Indeed, the morning at the VA Medical Center went pretty well. Richard’s bladder was “boring” in the words of his cystoscopy team, a definite up. (A cysto, as they’re called, for those who don’t know, is a procedure where a tube containing a tiny scope is snaked inside the bladder to look at the inner walls, without having to cut the patient open. If you wonder about the route the scope takes, well, a friend calls it a “peckerscope.”) We were hoping they’d clear Richard to come back in six months instead of three, but the team wants to see one more clear quarterly cysto before they lengthen that particular leash. That’s a down, although not a big one in the general scheme of things. The other up for the morning is that we were successful in getting his next dose of Temodar, the chemo he takes for his brain cancer. That may seem like an odd “up” the drug is a poison, but getting the prescription filled requires jumping through some serious hoops, and having it in hand means he may be able to start the next cycle on time next week. (Unless his platelet levels drop, something I’m not going to contemplate right now.)

Snowycanyon

As Richard drove us home, winding up into the snowy Front Range foothills (that’s Turkey Creek Canyon, where US 285 climbs out of the Denver Metro Area in the photo above), across windy South Park, and down into our own home valley, I thought about ups and downs, both literal and metaphorical. Especially as related to his cancer and to my work right now. I feel like we’ve had more downs than ups for the past while. And the effort to stay “up,” to keep believing in this life path is wearing on me. My smile is fraying, my steps slowing, my spirit wavering.

And I remembered something Frank Shorter, the first American to win an Olympic medal in the marathon, said last night. He was on a panel with several other Olympic medalists in running and asked the group if any had won more races than they had lost. None had. These elite runners, the best of the world’s best, had all lost more races than they’d won. They’d all experienced more downs than ups, in other words. That hadn’t stopped any of them from winning Olympic medals and other world-class races. 

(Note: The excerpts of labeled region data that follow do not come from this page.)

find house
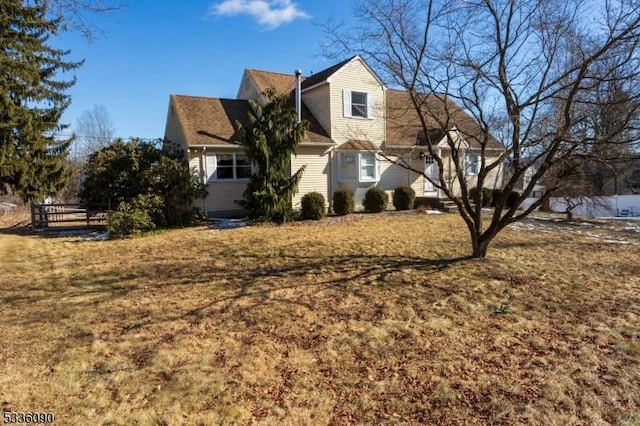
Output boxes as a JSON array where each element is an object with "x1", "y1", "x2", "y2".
[{"x1": 165, "y1": 56, "x2": 503, "y2": 216}]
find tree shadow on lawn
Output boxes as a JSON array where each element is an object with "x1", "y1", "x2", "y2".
[{"x1": 2, "y1": 254, "x2": 469, "y2": 330}]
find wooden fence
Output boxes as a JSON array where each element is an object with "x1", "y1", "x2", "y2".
[{"x1": 31, "y1": 204, "x2": 107, "y2": 229}]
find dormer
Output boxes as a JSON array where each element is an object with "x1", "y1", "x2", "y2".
[{"x1": 302, "y1": 56, "x2": 386, "y2": 146}]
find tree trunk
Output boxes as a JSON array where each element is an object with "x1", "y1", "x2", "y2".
[{"x1": 471, "y1": 235, "x2": 491, "y2": 259}]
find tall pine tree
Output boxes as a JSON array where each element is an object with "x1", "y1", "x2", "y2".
[
  {"x1": 237, "y1": 91, "x2": 308, "y2": 222},
  {"x1": 0, "y1": 0, "x2": 82, "y2": 201}
]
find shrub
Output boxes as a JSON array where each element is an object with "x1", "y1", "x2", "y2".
[
  {"x1": 301, "y1": 192, "x2": 327, "y2": 220},
  {"x1": 79, "y1": 139, "x2": 207, "y2": 227},
  {"x1": 333, "y1": 188, "x2": 355, "y2": 216},
  {"x1": 362, "y1": 186, "x2": 389, "y2": 213},
  {"x1": 107, "y1": 195, "x2": 164, "y2": 238},
  {"x1": 393, "y1": 185, "x2": 416, "y2": 210},
  {"x1": 469, "y1": 187, "x2": 493, "y2": 207},
  {"x1": 505, "y1": 191, "x2": 520, "y2": 209}
]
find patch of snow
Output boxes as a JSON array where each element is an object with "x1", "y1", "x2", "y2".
[
  {"x1": 83, "y1": 231, "x2": 109, "y2": 241},
  {"x1": 0, "y1": 201, "x2": 18, "y2": 210},
  {"x1": 209, "y1": 218, "x2": 248, "y2": 229}
]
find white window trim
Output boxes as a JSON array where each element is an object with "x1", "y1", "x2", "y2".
[
  {"x1": 338, "y1": 151, "x2": 380, "y2": 183},
  {"x1": 204, "y1": 152, "x2": 254, "y2": 183},
  {"x1": 464, "y1": 152, "x2": 482, "y2": 176},
  {"x1": 342, "y1": 90, "x2": 374, "y2": 120}
]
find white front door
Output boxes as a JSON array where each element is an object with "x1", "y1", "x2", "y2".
[{"x1": 424, "y1": 155, "x2": 439, "y2": 196}]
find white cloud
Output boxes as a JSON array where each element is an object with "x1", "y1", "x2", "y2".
[{"x1": 210, "y1": 0, "x2": 309, "y2": 30}]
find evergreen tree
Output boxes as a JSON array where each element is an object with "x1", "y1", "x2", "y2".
[
  {"x1": 237, "y1": 91, "x2": 308, "y2": 222},
  {"x1": 0, "y1": 0, "x2": 81, "y2": 201}
]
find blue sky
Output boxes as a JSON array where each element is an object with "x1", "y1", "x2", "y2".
[{"x1": 55, "y1": 0, "x2": 351, "y2": 138}]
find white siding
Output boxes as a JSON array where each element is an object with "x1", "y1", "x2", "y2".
[
  {"x1": 236, "y1": 70, "x2": 262, "y2": 100},
  {"x1": 206, "y1": 182, "x2": 247, "y2": 217},
  {"x1": 410, "y1": 154, "x2": 425, "y2": 197},
  {"x1": 291, "y1": 147, "x2": 331, "y2": 208},
  {"x1": 302, "y1": 84, "x2": 331, "y2": 134},
  {"x1": 164, "y1": 99, "x2": 187, "y2": 153},
  {"x1": 329, "y1": 60, "x2": 385, "y2": 145}
]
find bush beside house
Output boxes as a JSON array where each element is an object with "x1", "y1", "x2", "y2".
[
  {"x1": 393, "y1": 185, "x2": 416, "y2": 210},
  {"x1": 362, "y1": 186, "x2": 389, "y2": 213},
  {"x1": 300, "y1": 192, "x2": 327, "y2": 220},
  {"x1": 333, "y1": 188, "x2": 355, "y2": 216}
]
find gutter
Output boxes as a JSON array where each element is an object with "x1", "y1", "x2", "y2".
[{"x1": 298, "y1": 142, "x2": 337, "y2": 147}]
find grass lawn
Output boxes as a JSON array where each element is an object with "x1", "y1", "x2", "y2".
[{"x1": 0, "y1": 214, "x2": 640, "y2": 426}]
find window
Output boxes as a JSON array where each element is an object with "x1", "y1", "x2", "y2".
[
  {"x1": 205, "y1": 152, "x2": 251, "y2": 182},
  {"x1": 464, "y1": 152, "x2": 480, "y2": 175},
  {"x1": 338, "y1": 152, "x2": 380, "y2": 182},
  {"x1": 340, "y1": 152, "x2": 358, "y2": 181},
  {"x1": 342, "y1": 90, "x2": 373, "y2": 118},
  {"x1": 360, "y1": 152, "x2": 377, "y2": 182},
  {"x1": 236, "y1": 154, "x2": 251, "y2": 179},
  {"x1": 351, "y1": 92, "x2": 367, "y2": 118}
]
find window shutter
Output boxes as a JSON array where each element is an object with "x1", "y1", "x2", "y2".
[
  {"x1": 204, "y1": 152, "x2": 217, "y2": 182},
  {"x1": 342, "y1": 90, "x2": 351, "y2": 117}
]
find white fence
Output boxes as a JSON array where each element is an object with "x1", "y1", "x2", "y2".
[{"x1": 521, "y1": 195, "x2": 640, "y2": 218}]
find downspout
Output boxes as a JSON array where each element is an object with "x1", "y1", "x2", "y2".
[
  {"x1": 200, "y1": 148, "x2": 209, "y2": 217},
  {"x1": 296, "y1": 70, "x2": 302, "y2": 127}
]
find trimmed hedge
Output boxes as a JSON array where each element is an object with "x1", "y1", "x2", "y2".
[
  {"x1": 300, "y1": 192, "x2": 327, "y2": 220},
  {"x1": 362, "y1": 186, "x2": 389, "y2": 213},
  {"x1": 333, "y1": 188, "x2": 356, "y2": 216},
  {"x1": 393, "y1": 185, "x2": 416, "y2": 210}
]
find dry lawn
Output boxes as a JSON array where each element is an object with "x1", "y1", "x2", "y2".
[{"x1": 0, "y1": 214, "x2": 640, "y2": 426}]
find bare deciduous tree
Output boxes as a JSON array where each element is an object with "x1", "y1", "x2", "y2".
[
  {"x1": 74, "y1": 105, "x2": 115, "y2": 159},
  {"x1": 325, "y1": 0, "x2": 640, "y2": 257},
  {"x1": 34, "y1": 0, "x2": 126, "y2": 40}
]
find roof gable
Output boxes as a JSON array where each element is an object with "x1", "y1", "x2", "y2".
[
  {"x1": 245, "y1": 69, "x2": 304, "y2": 94},
  {"x1": 385, "y1": 90, "x2": 504, "y2": 150},
  {"x1": 170, "y1": 95, "x2": 332, "y2": 147}
]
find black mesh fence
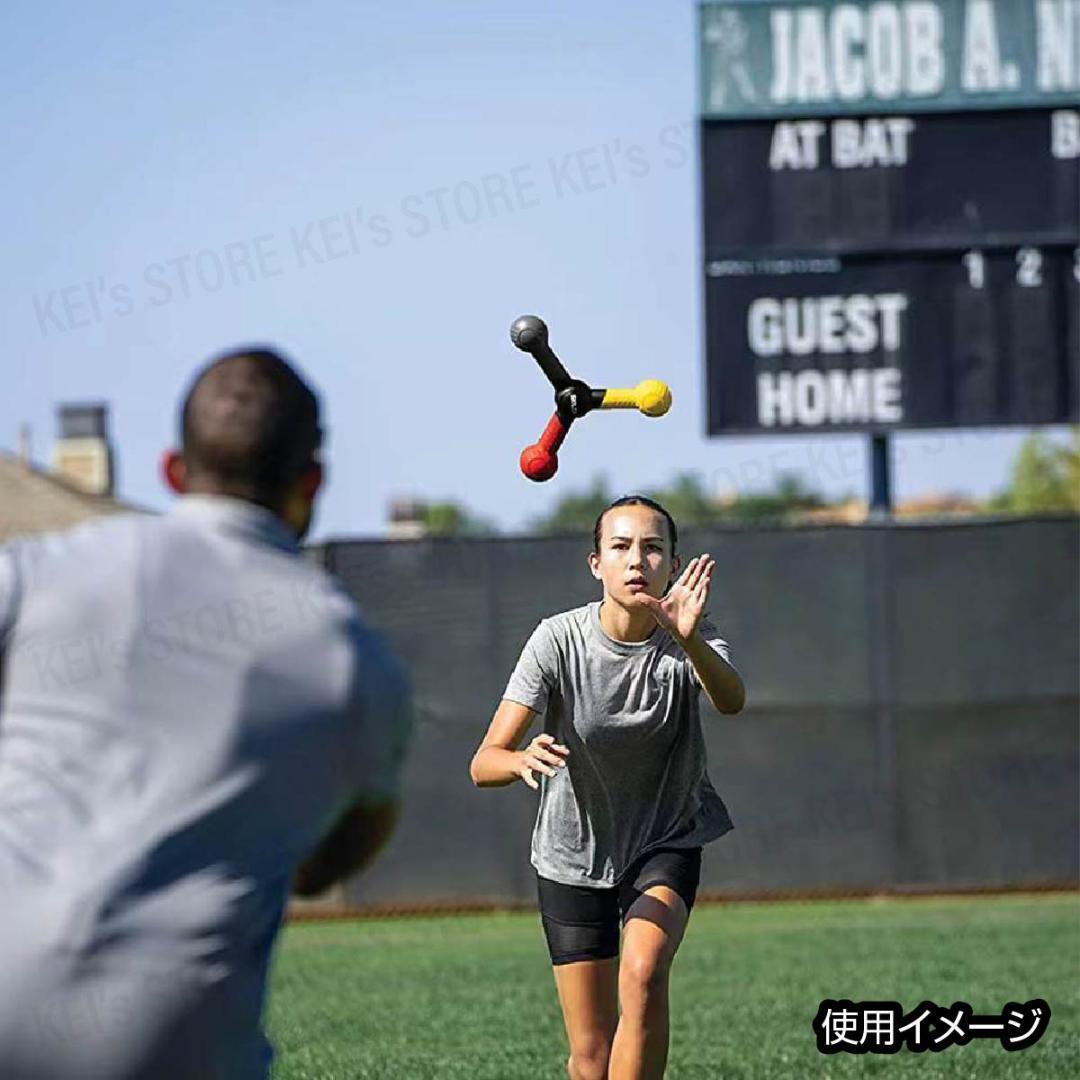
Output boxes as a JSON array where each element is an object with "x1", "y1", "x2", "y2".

What that says to me is not just that these elite athletes are determined and incredibly talented (and perhaps crazy), but that they’ve learned from experience that you “run” through the downs, what Shorter called “the bad patches.” How do you do that? As Shorter put it, “You breathe, relax into the movement and keep running, and eventually you find your rhythm and surge again.”

That makes sense to me. Breathe. Relax into the movement. Keep running (in my case, collaborating with Richard on his care, and writing). And look for that rhythm, that surge of energy and belief in yourself.

I’m going to work on that. I bet I’ll find my rhythm again.